Interestingly, both of these handwriting methods were influenced by the Spencerian forms. In contrast, the dramatically shaded Copperplate style of script shown in the bottom image of Figure 7 is markedly different than the top and middle images.
Most notably, all of the lowercase letters are shaded. This gives script in the Copperplate style a more formal appearance.
The extensive use of shading moves the Copperplate styles of script further from the style of handwriting shown in the middle image of Figure 7. Distinguishing between Copperplate and Spencerian uppercase letter forms requires an extensive knowledge of the letters and their variants and is beyond the scope of this article.
However, I have provided uppercase exemplars of Copperplate and Spencerian capitals for you to examine in Figures 8 and 9, respectively.May 07, · Copperplate handwriting sample: oblique nib scwChuck. Loading Unsubscribe from scwChuck?

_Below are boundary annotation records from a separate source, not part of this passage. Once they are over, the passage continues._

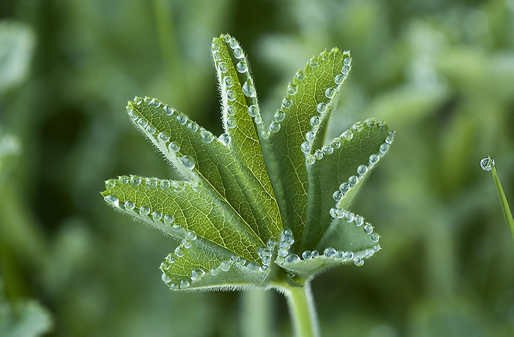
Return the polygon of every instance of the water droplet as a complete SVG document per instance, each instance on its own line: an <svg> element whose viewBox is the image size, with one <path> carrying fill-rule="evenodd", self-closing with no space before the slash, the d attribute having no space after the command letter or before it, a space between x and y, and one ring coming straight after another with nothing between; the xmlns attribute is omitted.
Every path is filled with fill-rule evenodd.
<svg viewBox="0 0 514 337"><path fill-rule="evenodd" d="M351 186L354 186L358 181L359 178L357 178L357 176L352 176L348 178L348 182L350 183Z"/></svg>
<svg viewBox="0 0 514 337"><path fill-rule="evenodd" d="M281 110L277 110L273 117L277 122L282 122L286 118L286 113Z"/></svg>
<svg viewBox="0 0 514 337"><path fill-rule="evenodd" d="M177 247L175 249L175 251L173 252L175 253L175 255L177 255L179 257L182 257L186 254L186 252L182 249L180 246Z"/></svg>
<svg viewBox="0 0 514 337"><path fill-rule="evenodd" d="M370 156L370 164L374 165L377 163L380 157L378 157L378 155L373 154Z"/></svg>
<svg viewBox="0 0 514 337"><path fill-rule="evenodd" d="M154 221L159 221L162 218L162 213L155 211L152 213L152 218L154 219Z"/></svg>
<svg viewBox="0 0 514 337"><path fill-rule="evenodd" d="M318 116L313 116L313 118L310 119L310 126L313 127L315 126L317 126L320 125L320 118Z"/></svg>
<svg viewBox="0 0 514 337"><path fill-rule="evenodd" d="M286 257L286 262L294 263L300 261L300 256L293 253L287 255L287 257Z"/></svg>
<svg viewBox="0 0 514 337"><path fill-rule="evenodd" d="M300 145L300 149L302 150L302 152L305 154L307 154L310 152L311 146L310 144L307 141L305 141L302 143L302 145Z"/></svg>
<svg viewBox="0 0 514 337"><path fill-rule="evenodd" d="M287 248L281 248L279 249L278 254L279 256L285 257L289 254L289 250Z"/></svg>
<svg viewBox="0 0 514 337"><path fill-rule="evenodd" d="M269 124L269 130L271 132L277 133L280 129L280 123L277 121L273 121Z"/></svg>
<svg viewBox="0 0 514 337"><path fill-rule="evenodd" d="M188 122L187 118L180 115L177 115L176 118L177 118L177 121L178 122L178 124L180 124L181 125L184 125Z"/></svg>
<svg viewBox="0 0 514 337"><path fill-rule="evenodd" d="M336 89L334 88L327 88L325 90L325 97L327 98L332 98L336 95Z"/></svg>
<svg viewBox="0 0 514 337"><path fill-rule="evenodd" d="M142 205L139 208L140 215L148 215L150 213L150 209L147 206Z"/></svg>
<svg viewBox="0 0 514 337"><path fill-rule="evenodd" d="M112 179L109 179L105 181L105 188L106 189L113 189L114 186L116 185L116 181L113 180Z"/></svg>
<svg viewBox="0 0 514 337"><path fill-rule="evenodd" d="M107 202L113 204L116 207L119 207L120 205L119 200L118 200L118 198L116 198L114 195L106 195L104 199Z"/></svg>
<svg viewBox="0 0 514 337"><path fill-rule="evenodd" d="M348 212L344 215L344 219L346 220L347 222L351 222L353 221L355 218L355 216L354 216L353 213Z"/></svg>
<svg viewBox="0 0 514 337"><path fill-rule="evenodd" d="M219 71L223 73L228 71L228 67L227 66L227 64L225 62L219 62Z"/></svg>
<svg viewBox="0 0 514 337"><path fill-rule="evenodd" d="M237 125L237 123L236 123L235 119L233 117L229 117L227 119L227 126L228 127L229 129L233 129L236 127Z"/></svg>
<svg viewBox="0 0 514 337"><path fill-rule="evenodd" d="M287 85L287 90L286 92L287 92L287 95L293 96L298 92L298 87L292 83L289 83Z"/></svg>
<svg viewBox="0 0 514 337"><path fill-rule="evenodd" d="M168 256L166 256L166 260L168 261L169 264L174 264L176 261L177 258L175 255L169 254L168 254Z"/></svg>
<svg viewBox="0 0 514 337"><path fill-rule="evenodd" d="M191 156L182 156L180 157L180 160L183 163L184 166L186 166L186 168L189 168L189 170L194 168L194 159Z"/></svg>
<svg viewBox="0 0 514 337"><path fill-rule="evenodd" d="M339 148L341 147L341 141L336 139L330 142L330 147L333 148Z"/></svg>
<svg viewBox="0 0 514 337"><path fill-rule="evenodd" d="M258 263L255 262L250 262L248 265L248 267L250 269L253 269L253 270L258 270L261 271L261 266L259 266Z"/></svg>
<svg viewBox="0 0 514 337"><path fill-rule="evenodd" d="M157 181L155 179L146 179L146 187L149 189L153 189L154 188L157 187Z"/></svg>
<svg viewBox="0 0 514 337"><path fill-rule="evenodd" d="M364 260L360 257L357 257L354 260L354 263L357 267L362 267L364 265Z"/></svg>
<svg viewBox="0 0 514 337"><path fill-rule="evenodd" d="M219 135L219 137L218 137L218 140L219 141L220 143L226 146L230 143L232 138L230 137L230 136L228 134L224 133Z"/></svg>
<svg viewBox="0 0 514 337"><path fill-rule="evenodd" d="M154 127L153 125L147 126L146 128L145 129L146 130L146 132L148 132L150 135L153 135L155 133L156 131L157 131L157 130L155 129L155 128Z"/></svg>
<svg viewBox="0 0 514 337"><path fill-rule="evenodd" d="M180 149L180 145L177 142L172 142L168 145L168 147L170 151L178 152Z"/></svg>
<svg viewBox="0 0 514 337"><path fill-rule="evenodd" d="M141 183L141 178L137 176L131 176L130 183L132 184L133 186L139 186Z"/></svg>
<svg viewBox="0 0 514 337"><path fill-rule="evenodd" d="M137 124L141 127L146 127L148 125L148 122L145 119L141 118L137 120Z"/></svg>
<svg viewBox="0 0 514 337"><path fill-rule="evenodd" d="M360 176L362 176L363 174L368 172L368 166L365 165L360 165L357 168L357 173Z"/></svg>
<svg viewBox="0 0 514 337"><path fill-rule="evenodd" d="M352 140L353 138L353 134L350 130L346 130L341 135L341 137L344 140Z"/></svg>
<svg viewBox="0 0 514 337"><path fill-rule="evenodd" d="M494 165L494 160L491 158L491 160L489 160L489 157L486 157L480 161L480 167L482 168L485 171L490 171L492 170L492 166ZM491 165L491 163L492 163L492 165Z"/></svg>
<svg viewBox="0 0 514 337"><path fill-rule="evenodd" d="M386 153L387 152L388 150L389 149L389 144L387 143L384 143L380 145L380 152L382 153Z"/></svg>
<svg viewBox="0 0 514 337"><path fill-rule="evenodd" d="M237 95L234 90L231 89L227 91L227 98L229 101L234 101L237 97Z"/></svg>
<svg viewBox="0 0 514 337"><path fill-rule="evenodd" d="M334 149L331 147L329 145L324 145L321 148L321 151L325 155L331 155L334 153Z"/></svg>
<svg viewBox="0 0 514 337"><path fill-rule="evenodd" d="M335 207L333 207L332 208L330 209L330 211L328 211L328 213L330 214L330 216L332 216L333 218L337 217L337 215L336 214L336 211L337 211L337 209Z"/></svg>
<svg viewBox="0 0 514 337"><path fill-rule="evenodd" d="M225 82L227 88L231 88L234 86L234 79L232 78L232 76L225 77Z"/></svg>
<svg viewBox="0 0 514 337"><path fill-rule="evenodd" d="M164 105L162 108L164 109L164 111L166 113L166 115L168 116L171 116L175 113L175 110L168 105Z"/></svg>
<svg viewBox="0 0 514 337"><path fill-rule="evenodd" d="M324 103L320 103L318 104L318 106L316 107L316 110L320 114L323 114L325 111L326 111L326 104Z"/></svg>
<svg viewBox="0 0 514 337"><path fill-rule="evenodd" d="M236 112L235 107L233 105L229 105L227 107L227 115L229 116L234 116Z"/></svg>
<svg viewBox="0 0 514 337"><path fill-rule="evenodd" d="M207 130L202 130L200 132L200 139L203 142L209 144L214 139L214 136Z"/></svg>
<svg viewBox="0 0 514 337"><path fill-rule="evenodd" d="M243 93L247 97L255 97L255 90L253 85L249 80L245 82L243 85Z"/></svg>
<svg viewBox="0 0 514 337"><path fill-rule="evenodd" d="M263 130L261 132L261 136L262 136L262 138L264 138L265 139L267 139L268 138L269 138L270 134L271 133L270 133L269 130Z"/></svg>
<svg viewBox="0 0 514 337"><path fill-rule="evenodd" d="M152 99L152 104L153 104L154 106L155 106L156 108L158 108L159 106L160 106L160 102L159 102L159 101L155 99L155 98Z"/></svg>
<svg viewBox="0 0 514 337"><path fill-rule="evenodd" d="M314 133L312 131L309 131L305 134L305 139L308 142L311 142L314 140Z"/></svg>
<svg viewBox="0 0 514 337"><path fill-rule="evenodd" d="M175 217L171 214L166 214L164 216L163 220L164 220L164 223L166 224L171 224L173 220L175 220Z"/></svg>
<svg viewBox="0 0 514 337"><path fill-rule="evenodd" d="M162 140L164 142L170 140L170 135L164 132L159 133L159 135L158 136L158 137L161 140Z"/></svg>
<svg viewBox="0 0 514 337"><path fill-rule="evenodd" d="M162 280L166 283L169 283L171 282L171 277L170 277L167 274L163 274L161 278L162 278Z"/></svg>
<svg viewBox="0 0 514 337"><path fill-rule="evenodd" d="M236 59L243 59L245 57L245 54L243 52L243 50L240 48L234 49L234 57Z"/></svg>
<svg viewBox="0 0 514 337"><path fill-rule="evenodd" d="M248 66L246 64L246 62L244 61L242 61L237 63L236 65L236 68L237 69L237 71L242 73L246 72L248 70Z"/></svg>
<svg viewBox="0 0 514 337"><path fill-rule="evenodd" d="M336 75L336 77L334 79L334 82L338 85L343 83L343 81L344 81L344 76L341 74Z"/></svg>
<svg viewBox="0 0 514 337"><path fill-rule="evenodd" d="M290 100L287 98L282 100L282 107L284 109L289 108L291 105L292 105L292 100Z"/></svg>
<svg viewBox="0 0 514 337"><path fill-rule="evenodd" d="M252 104L248 107L248 115L250 117L255 117L259 113L259 106L255 104Z"/></svg>
<svg viewBox="0 0 514 337"><path fill-rule="evenodd" d="M134 208L136 207L135 204L130 200L125 201L125 203L123 204L123 205L125 206L125 209L127 211L132 211L134 210Z"/></svg>
<svg viewBox="0 0 514 337"><path fill-rule="evenodd" d="M223 271L227 271L230 269L230 264L228 262L225 261L222 263L222 270Z"/></svg>
<svg viewBox="0 0 514 337"><path fill-rule="evenodd" d="M332 194L332 198L333 198L334 200L336 200L336 201L339 201L339 200L340 200L341 198L342 198L343 196L344 196L344 195L343 194L343 193L341 192L339 190L338 190L337 191L336 191L336 192L334 192L334 193Z"/></svg>
<svg viewBox="0 0 514 337"><path fill-rule="evenodd" d="M336 250L332 247L328 247L328 248L325 248L325 251L323 252L323 255L324 255L327 257L332 257L336 254Z"/></svg>
<svg viewBox="0 0 514 337"><path fill-rule="evenodd" d="M304 260L306 260L307 259L310 258L310 250L306 250L303 253L302 253L302 257Z"/></svg>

Calligraphy Exercises - Constructing the Alphabet - Walmir Medeiros - Duration: Copperplate is a term that is widely applied to several types of shaded script.
Copperplate styles of script include roundhand, Engraver's and Engrosser’s scripts. Roundhand or more specifically English roundhand script (Figure 1) is a form of quill pen based handwriting that flourished in England several centuries ago (1, 2).
Beginning with a brief but fascinating history of copperplate, she moves quickly to an in-depth examination of the alphabet, numbers, and punctuation. Each letter is demonstrated stroke by stroke with a clear explanation.
Developed by English handwriting masters in the 18th century, copperplate calligraphy is admired for its fluidity and /5(). Copperplate Handwriting Showing top 8 worksheets in the category - Copperplate Handwriting. Some of the worksheets displayed are Victorian coleraine, Copperplate handwriting, Sale of three, Handwriting a complete guide to instruction, Handwriting, Better handwriting for adults, Trace and write the letters, Calligraphy magic.
Instant downloads for 16 free copperplate fonts. For you professionals, 0 are % free for commercial-use! Printable PDF Calligraphy chart with Copperplate themed alphabets. This chart contains 26 A to Z alphabet letters to print in PDF.
Print this Copperplate themed PDF formated Calligraphy chart below.